Structure of this class

  • "Learn by doing"
  • Feel free to run ahead
  • Important topics will be covered as we go
  • We are only getting you started

Console + R scripts

  • Console Window: is where you run/execute commands. The > is the prompt; it means R is ready to receive commands. If you don’t see a > and want to restart, press ESC.
  • R Script Window: You can edit and save your files here.

Three important keyboard shortcuts

  1. Tab: complete command and variable names
  2. (From console) Up: scroll thru previous commands
  3. (From editor) CMD+Enter or Control+Enter: execute in console either current line or highlighted code

Learn by doing #0

Your turn. Open Paideia.R in RStudio

Topics covered

  • Difference between R console and R scripts
  • Comments: it’s good practice to include them
  • Variables and how to assign them
  • Vectors and matrices
  • Functions and their arguments
  • Help files

Learn by doing #1

Questions

  • Did students who handed in their final exams earlier do better?
  • Did the final exam grade vary much by major?
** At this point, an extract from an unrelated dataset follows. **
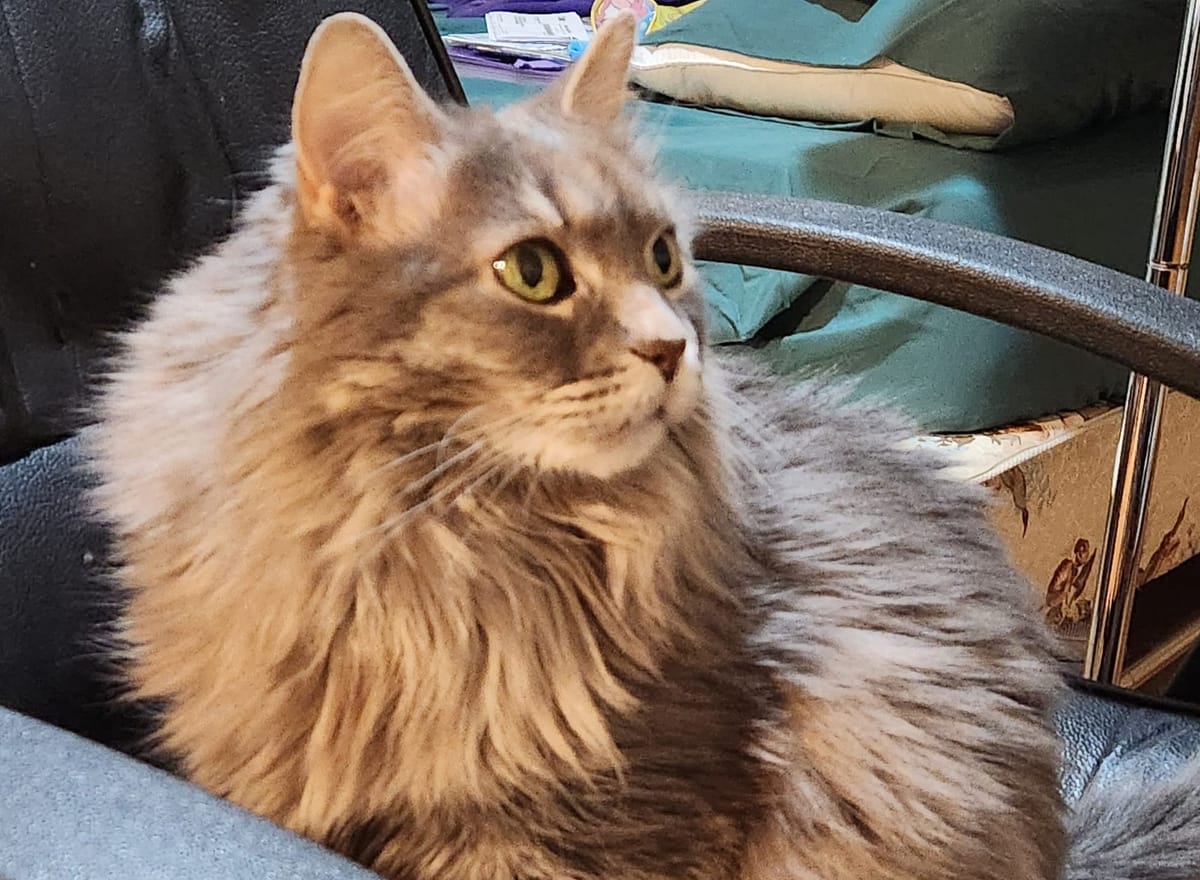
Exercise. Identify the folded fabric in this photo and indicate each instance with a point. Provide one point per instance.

Data: for each student who took MATH 141 Intro to Prob & Stats in Fall 2013

  • Exam score
  • Time to submission
  • Major (3 categories): Econ, Bio, Rest

Data is saved in Comma Separated Value (CSV) file format.

Topics covered

  • Open your Excel/OpenOffice spreadsheet and save as CSV
  • Import CSV into R
  • Exploratory data analysis on numerical variables: summary statistics and basic visualizations

Learn by doing #2

Question: What did the San Francisco OkCupid online dating pool look like in June 2012?

  • What were the users sex and sexual orientation?
  • How tall were they? Then split by male and female.

Learn by doing #2

Data: This is the result of a Python script that scraped the OkCupid website. We consider the n=59,946 users who were

  • members on 2012/06/26
  • within 25 miles of SF
  • online in the last year
  • have at least one photo Their public profiles were pulled on 2012/06/30. i.e. only data that’s visible to the public

Topics covered

  • How to do basic exploratory data analysis on categorical variables
    • table() to get frequency counts
    • make basic visualizations: barplots and mosaicplots
  • How to make histograms of numerical data
  • How to get subsets of data, e.g. only men vs only women.

Learn by doing #3

Question: Who will people who attend my goodbye party know?
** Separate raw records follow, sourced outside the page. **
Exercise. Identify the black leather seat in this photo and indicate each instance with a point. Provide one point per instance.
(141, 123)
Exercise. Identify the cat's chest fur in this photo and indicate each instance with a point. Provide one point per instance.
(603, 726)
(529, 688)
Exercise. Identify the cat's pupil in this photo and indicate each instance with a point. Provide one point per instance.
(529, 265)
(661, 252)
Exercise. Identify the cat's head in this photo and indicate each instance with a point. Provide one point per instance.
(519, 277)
Data: 41 x 41 matrix of TRUE/FALSEs indicating for all pairs of people if I think they know each other.

Tool: We will use the network package to create a visual social network graph, contributed by a team of sociologists and statisticians.
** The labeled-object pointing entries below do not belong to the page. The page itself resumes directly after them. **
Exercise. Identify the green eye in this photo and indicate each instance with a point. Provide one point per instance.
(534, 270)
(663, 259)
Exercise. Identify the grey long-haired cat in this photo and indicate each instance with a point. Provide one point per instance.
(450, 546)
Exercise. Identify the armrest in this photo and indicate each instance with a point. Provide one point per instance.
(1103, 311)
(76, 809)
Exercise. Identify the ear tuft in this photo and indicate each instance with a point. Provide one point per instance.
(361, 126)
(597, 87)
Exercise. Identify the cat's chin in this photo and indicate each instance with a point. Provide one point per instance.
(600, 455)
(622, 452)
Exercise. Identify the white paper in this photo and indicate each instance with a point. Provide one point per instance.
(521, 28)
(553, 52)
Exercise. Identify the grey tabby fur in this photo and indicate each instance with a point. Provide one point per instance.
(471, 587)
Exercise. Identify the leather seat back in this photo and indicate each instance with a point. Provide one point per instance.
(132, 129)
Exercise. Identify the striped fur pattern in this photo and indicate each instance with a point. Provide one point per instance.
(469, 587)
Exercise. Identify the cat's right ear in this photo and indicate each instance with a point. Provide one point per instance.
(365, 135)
Rules for social network graph

  • Couples are Brangelina'ed into single units
  • Bubble sizes are proportional to log(# of the people the person knows)
  • I'm included at the center for two reasons: 1) raging narcissism & 2) graph aesthetics

Topics covered

  • How to install and load an R package
  • How to export a plot to .png format

Topics we didn’t cover

  • lists: vectors of different types of objects at the same time (strings, numerical).
  • computer programming: if/else statements, for loops, etc.

Additional resources

  • Rich Majerus from Data at Reed has posted tutorials to execute some basic tasks.
  • Swirl Stats: http://swirlstats.com/. Package to learn R, in R.
  • But most importantly, it’s best to learn by doing. Figure out a project of reasonable scope and hack it out.